A Two-Stage Deep Learning Framework for AI-Driven Phishing Email Detection Based on Persuasion Principles

AI-generated phishing emails present a growing cybersecurity threat, exploiting human psychology with high-quality, context-aware language. This paper introduces a novel two-stage detection framework that combines deep learning with psychological analysis to address this challenge. A new dataset containing 2995 GPT-o1-generated phishing emails, each labelled with Cialdini’s six persuasion principles, is created across five organisational sectors—forming one of the largest and most behaviourally annotated corpora in the field. The first stage employs a fine-tuned DistilBERT model to predict the presence of persuasion principles in each email. These confidence scores then feed into a lightweight dense neural network at the second stage for final binary classification. This interpretable design balances performance with insight into attacker strategies. The full system achieves 94% accuracy and 98% AUC, outperforming comparable methods while offering a clearer explanation of model decisions.
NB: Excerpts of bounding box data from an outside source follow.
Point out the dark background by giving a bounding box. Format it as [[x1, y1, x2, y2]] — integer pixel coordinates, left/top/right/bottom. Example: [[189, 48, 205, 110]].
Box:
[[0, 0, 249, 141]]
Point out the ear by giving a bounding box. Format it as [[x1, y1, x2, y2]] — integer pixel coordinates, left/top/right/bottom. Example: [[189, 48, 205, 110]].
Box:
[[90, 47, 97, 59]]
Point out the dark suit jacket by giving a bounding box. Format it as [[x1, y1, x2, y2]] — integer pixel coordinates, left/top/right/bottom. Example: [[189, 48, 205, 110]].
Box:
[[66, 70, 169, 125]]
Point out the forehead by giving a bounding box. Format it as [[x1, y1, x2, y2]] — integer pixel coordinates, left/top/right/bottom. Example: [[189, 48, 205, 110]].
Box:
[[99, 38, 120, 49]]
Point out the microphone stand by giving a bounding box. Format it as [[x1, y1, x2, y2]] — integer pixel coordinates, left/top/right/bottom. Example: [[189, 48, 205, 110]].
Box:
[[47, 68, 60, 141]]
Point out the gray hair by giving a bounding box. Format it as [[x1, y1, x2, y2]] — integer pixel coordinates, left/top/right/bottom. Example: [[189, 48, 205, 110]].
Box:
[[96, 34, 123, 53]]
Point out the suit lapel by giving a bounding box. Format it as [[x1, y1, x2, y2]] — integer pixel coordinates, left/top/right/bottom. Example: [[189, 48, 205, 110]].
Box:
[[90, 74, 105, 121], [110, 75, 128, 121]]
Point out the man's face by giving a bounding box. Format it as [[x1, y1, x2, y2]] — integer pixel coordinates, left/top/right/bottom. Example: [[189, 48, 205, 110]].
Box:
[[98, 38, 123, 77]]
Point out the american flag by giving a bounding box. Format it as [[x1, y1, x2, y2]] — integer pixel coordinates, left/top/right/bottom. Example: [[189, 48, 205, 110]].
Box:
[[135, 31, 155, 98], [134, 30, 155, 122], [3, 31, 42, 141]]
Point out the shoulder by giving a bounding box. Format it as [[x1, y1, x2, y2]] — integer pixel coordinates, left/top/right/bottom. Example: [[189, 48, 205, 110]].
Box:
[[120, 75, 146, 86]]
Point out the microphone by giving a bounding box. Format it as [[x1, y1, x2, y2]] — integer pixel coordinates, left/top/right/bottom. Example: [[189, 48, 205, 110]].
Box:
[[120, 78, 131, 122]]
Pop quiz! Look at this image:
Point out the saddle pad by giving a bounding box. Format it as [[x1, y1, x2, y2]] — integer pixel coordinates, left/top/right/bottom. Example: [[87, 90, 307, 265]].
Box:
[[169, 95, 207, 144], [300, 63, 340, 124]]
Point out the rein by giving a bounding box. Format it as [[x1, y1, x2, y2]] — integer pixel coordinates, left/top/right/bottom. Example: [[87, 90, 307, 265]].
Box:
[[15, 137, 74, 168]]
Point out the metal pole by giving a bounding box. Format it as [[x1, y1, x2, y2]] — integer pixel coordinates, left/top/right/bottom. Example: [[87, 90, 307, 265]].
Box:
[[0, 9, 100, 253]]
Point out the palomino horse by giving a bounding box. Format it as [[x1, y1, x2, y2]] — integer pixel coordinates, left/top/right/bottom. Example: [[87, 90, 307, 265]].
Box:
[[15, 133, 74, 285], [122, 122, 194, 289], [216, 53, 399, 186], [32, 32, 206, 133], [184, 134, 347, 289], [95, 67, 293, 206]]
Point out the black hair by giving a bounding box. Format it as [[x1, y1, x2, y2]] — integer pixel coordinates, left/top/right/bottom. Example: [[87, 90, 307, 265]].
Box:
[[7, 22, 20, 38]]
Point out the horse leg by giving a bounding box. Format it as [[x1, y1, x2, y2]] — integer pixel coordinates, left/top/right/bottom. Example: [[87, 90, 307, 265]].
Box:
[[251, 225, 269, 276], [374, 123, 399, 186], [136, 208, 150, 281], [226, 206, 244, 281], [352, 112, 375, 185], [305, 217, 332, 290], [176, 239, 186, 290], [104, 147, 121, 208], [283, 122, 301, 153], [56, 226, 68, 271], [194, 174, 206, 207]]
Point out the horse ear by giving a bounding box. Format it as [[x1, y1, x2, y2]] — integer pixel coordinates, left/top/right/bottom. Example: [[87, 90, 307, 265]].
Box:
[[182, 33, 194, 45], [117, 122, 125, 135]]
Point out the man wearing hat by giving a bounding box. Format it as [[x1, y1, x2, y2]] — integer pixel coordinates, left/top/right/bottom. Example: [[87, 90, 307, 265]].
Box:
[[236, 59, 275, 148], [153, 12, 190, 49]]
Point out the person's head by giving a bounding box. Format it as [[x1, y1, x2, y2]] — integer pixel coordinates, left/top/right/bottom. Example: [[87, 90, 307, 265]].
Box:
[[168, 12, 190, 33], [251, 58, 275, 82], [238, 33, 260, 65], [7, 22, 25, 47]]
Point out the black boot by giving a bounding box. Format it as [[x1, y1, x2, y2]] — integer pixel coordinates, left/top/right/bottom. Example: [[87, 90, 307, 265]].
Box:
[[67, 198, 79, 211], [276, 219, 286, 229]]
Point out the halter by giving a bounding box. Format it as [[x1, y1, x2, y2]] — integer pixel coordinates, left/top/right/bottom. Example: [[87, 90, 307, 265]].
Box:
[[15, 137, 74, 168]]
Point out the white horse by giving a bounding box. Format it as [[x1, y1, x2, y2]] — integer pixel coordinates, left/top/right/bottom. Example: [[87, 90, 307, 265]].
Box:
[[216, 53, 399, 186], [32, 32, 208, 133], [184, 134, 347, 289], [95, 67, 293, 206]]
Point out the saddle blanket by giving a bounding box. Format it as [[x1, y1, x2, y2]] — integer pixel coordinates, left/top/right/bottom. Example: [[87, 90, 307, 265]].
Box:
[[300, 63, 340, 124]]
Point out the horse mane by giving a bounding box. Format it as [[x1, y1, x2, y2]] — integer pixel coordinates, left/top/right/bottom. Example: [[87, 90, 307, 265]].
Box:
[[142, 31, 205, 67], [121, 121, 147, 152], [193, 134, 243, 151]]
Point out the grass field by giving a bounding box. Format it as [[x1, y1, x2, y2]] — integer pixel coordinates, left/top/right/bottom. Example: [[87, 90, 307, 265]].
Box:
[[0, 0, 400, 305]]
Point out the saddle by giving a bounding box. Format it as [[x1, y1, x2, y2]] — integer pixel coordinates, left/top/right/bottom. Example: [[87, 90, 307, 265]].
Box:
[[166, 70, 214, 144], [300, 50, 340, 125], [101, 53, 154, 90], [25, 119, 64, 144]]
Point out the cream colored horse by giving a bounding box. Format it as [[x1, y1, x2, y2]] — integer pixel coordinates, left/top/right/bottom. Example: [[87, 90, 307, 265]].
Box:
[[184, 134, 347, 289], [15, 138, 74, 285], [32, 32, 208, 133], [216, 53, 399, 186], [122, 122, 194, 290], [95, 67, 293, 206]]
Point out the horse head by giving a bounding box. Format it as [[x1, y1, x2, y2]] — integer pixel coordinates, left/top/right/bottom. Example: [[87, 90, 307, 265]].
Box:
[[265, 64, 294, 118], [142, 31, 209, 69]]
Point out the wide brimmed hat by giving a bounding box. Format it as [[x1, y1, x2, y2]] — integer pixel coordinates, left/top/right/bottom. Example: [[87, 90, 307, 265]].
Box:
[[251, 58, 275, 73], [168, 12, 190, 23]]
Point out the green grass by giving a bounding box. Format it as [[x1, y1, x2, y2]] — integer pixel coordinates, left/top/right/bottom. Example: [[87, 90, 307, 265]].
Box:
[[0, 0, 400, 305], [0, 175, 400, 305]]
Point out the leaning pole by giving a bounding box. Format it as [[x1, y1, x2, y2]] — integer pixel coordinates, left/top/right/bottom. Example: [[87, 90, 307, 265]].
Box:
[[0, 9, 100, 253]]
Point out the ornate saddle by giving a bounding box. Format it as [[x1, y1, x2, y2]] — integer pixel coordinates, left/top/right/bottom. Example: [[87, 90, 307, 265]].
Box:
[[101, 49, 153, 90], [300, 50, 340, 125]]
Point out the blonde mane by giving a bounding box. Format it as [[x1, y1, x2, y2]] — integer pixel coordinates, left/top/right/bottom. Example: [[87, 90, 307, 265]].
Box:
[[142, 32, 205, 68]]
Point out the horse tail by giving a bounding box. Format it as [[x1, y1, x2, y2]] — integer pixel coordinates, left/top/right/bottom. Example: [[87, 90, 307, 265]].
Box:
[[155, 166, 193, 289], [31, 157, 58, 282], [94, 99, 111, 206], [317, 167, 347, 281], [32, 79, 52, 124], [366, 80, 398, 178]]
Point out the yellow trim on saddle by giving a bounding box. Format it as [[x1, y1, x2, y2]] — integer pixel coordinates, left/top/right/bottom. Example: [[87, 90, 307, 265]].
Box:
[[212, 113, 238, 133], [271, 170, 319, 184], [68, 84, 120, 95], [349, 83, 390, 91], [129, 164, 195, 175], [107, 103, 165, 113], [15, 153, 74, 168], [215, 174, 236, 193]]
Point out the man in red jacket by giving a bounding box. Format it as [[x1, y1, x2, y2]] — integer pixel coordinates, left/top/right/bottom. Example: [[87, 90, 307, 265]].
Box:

Analysis shows that principles like authority, scarcity, and social proof are highly indicative of phishing, while reciprocation and likeability occur more often in legitimate emails. This research contributes an interpretable, psychology-informed framework for phishing detection, alongside a unique dataset for future study. Results demonstrate the value of behavioural cues in identifying sophisticated phishing attacks and suggest broader applications in detecting malicious AI-generated content.